Mi maestro de creación literaria me aconsejó no censurarme a la hora de escribir. No importaba qué saliera de mi mente. Si necesitaba escribirlo, debía de hacerlo.

—No te censures —dijo y eso se convirtió en un mantra.

Hace dieciséis años de eso.

Seguí su consejo. Pronto, conforme llenaba páginas con todo tipo de imágenes abyectas, mi mente empezó a funcionar como una  de esas cloacas que en época de lluvias en vez de tragarse la inundación, contribuyen a ella vomitando aguas negras.

Definición apresurada y torpe del proceso de la escritura: navegar en aguas negras.

Desde entonces el proceso creativo me ha dado algunas de las mejores cosas de mi vida y a la larga me ha traído bastantes disgustos.
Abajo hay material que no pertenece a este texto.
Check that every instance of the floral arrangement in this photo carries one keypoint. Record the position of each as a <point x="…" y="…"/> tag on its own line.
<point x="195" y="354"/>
Porque una cosa es asombrarse de lo que arrastran esas aguas negras y otra muy distinta verse salpicado por ellas.

Claro, siempre se puede clausurar esa alcantarilla para que ya no expulse la porquería. Así nadie se ensucia y nadie pierde el tiempo leyéndome. También puede desazolvarse. Ello implica meterse a bucear en el fango y sacarlo de ahí, llevarlo a donde no estorbe.

Pero en unos meses la mugre habría vuelto a acumularse.

Debí ser ingeniero químico, mejor.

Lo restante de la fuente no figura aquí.